The attack by the Islamic Front also suggests that even the Saudis don’t have control over the Islamic fighters who come from many parts of the Middle East, Central Asia, the Caucasus and North Africa.
Bandar has declared an all-out war with Iran using the foreign fighters to establish caliphates throughout the Middle East.
Bandar’s actions also have raised the ire of the Russians, who are concerned that many of the thousands of Sunni Chechens now gaining war experience in Syria will return to launch attacks in Russia.
Russia is preparing for the 2014 Winter Olympics in Sochi, not far from the southernmost Muslim Russian provinces of Chechnya, Dagestan, Ingushetia and South Ossetia.
Bandar recently told Russian President Vladimir Putin that he could switch on and off the Chechens and ensure there would be no attacks during the Olympics, if Moscow withdrew its support from Syria and Iran.
Putin reportedly refused.
Not as 'insane' as other jihadists
Among the Islamic groups joining the Gulf Arab state-backed coalition is the Liwa al-Tawhid, the Salafist group Ahrar al-Sham, Suqour al-Sham, al Haq Brigades, Ansar al-Sham, the Islamic Army and the Kurdish Islamic Front.

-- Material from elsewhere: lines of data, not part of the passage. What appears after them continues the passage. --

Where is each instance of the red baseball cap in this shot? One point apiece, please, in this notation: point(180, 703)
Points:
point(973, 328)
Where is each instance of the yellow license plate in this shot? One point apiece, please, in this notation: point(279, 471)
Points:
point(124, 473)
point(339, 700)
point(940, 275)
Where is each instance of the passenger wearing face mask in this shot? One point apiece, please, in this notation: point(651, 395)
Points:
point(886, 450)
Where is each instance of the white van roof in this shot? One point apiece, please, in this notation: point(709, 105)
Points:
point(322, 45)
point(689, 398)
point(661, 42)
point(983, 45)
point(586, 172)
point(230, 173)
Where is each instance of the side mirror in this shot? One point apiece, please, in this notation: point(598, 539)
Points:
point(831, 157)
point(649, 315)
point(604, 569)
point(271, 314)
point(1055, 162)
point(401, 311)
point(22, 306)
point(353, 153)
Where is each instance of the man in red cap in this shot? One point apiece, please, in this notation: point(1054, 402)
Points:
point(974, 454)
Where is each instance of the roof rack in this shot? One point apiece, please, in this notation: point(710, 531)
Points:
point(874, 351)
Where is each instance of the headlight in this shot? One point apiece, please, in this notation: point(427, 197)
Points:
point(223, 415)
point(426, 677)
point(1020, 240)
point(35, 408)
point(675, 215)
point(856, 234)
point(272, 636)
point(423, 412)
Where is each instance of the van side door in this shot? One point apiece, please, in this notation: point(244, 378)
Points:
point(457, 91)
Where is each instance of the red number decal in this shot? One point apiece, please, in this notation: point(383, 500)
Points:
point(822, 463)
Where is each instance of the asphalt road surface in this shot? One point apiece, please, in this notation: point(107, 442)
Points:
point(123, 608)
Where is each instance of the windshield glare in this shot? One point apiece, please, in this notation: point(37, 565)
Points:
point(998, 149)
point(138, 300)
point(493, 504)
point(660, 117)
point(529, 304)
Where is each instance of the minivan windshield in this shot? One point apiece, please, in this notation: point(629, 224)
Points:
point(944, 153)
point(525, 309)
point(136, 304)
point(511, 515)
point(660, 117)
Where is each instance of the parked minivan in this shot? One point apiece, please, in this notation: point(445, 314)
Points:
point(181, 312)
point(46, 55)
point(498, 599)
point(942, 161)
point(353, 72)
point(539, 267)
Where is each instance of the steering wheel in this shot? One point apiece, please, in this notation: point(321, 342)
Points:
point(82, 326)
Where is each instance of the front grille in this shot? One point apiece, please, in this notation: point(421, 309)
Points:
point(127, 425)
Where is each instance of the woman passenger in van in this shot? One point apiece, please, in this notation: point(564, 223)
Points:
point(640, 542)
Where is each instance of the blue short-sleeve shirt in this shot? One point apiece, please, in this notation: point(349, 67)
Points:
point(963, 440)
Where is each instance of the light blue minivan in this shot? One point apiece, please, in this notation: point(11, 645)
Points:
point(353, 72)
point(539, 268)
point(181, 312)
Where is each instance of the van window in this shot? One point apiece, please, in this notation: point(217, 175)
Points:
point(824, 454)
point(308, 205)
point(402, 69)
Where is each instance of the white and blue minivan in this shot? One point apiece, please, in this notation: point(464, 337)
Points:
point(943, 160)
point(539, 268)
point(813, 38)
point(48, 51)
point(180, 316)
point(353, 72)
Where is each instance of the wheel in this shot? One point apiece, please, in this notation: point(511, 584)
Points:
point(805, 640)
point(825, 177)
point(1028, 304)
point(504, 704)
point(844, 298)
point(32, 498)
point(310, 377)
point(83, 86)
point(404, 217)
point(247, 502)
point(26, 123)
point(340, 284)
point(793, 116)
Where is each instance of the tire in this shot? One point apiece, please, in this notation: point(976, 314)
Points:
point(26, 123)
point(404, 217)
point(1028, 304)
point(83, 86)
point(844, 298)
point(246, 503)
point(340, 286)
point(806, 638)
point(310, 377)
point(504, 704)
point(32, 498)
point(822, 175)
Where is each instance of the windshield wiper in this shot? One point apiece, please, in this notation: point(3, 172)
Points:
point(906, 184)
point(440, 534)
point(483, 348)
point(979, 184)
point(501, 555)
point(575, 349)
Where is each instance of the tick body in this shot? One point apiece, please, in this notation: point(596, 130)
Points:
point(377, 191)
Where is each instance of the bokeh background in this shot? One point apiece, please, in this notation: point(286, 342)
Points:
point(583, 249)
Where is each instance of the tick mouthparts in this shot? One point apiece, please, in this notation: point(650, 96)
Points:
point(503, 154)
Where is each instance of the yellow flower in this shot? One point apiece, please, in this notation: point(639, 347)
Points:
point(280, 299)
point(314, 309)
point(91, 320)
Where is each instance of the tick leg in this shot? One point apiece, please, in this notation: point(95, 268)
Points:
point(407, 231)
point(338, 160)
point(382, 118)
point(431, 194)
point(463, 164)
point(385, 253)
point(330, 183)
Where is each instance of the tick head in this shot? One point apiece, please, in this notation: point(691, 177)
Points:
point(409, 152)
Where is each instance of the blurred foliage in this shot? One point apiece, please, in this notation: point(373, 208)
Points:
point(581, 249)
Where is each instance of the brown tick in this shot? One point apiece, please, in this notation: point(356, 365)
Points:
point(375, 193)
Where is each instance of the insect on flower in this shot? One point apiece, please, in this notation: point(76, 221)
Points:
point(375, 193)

The Islamic Front is comprised of three prior umbrella groups: the Syrian Islamic Front, or SIF, the Syrian Islamic Liberation Front, or SILF, and the Kurdish Islamic Front, or KIF.
Under the SIF are the Harakat Ahrar al-Sham al-Islamiyya, the Kataib Ansar al-Sham and Liwa al-Haq. Under the SILF are the Suqur al-Sham, Liwa al-Tawhid and Jaish al-Islam.
The U.S. has not designated any of the groups as terrorist organizations, prompting an Israeli official to argue at a meeting in Washington last week of the American Israel Public Affairs Committee, or AIPAC, that there is nothing stopping U.S. funding and support for them, according to international lawyer and Middle East expert Franklin Lamb.
Lamb identified the Israeli official as Yossie Cohen, Israel’s new national security adviser.
Cohen reportedly assured congressional leaders that tens of thousands of rebels making up the Islamic Front will support “one policy and one military command.”
He also claimed that the new Islamic Front group is not as “insane” as other Muslim militia groups such as Daash, the Nusra Front and the Islamic State of Iraq and the Levant.
“Reportedly, the objective will link the fight in the north with that in the south in a manner that will stretch loyalist forces; and the Saudi-Israel team is also asking the Obama administration to more than double the monthly ‘graduation class’ of CIA-trained rebels in Turkey, Syria and Jordan from its current level of 200 per month, up to 500 a month,” Lamb said.
The argument used by Cohen and the Saudis is that the U.S. wars in Iraq and Afghanistan have cost some $6 trillion. The $6 billion applied to the effort to topple Assad will be worth the cost, they say, and they will worry about the rise of al-Qaida later.
“Ironically, these are some of the same voices from AIPAC’s congressional team who four years ago were claiming that al-Qaida was ‘on the ropes and will soon collapse,’” Lamb said in an article in Counterpunch magazine. “Yet, they are optimistic that if Assad goes, ‘we can deal with the terrorists, and it won’t cost $6 trillion.’”
The plan for U.S. involvement reportedly has been dismissed by some in the Obama administration as too risky and “pathetic.”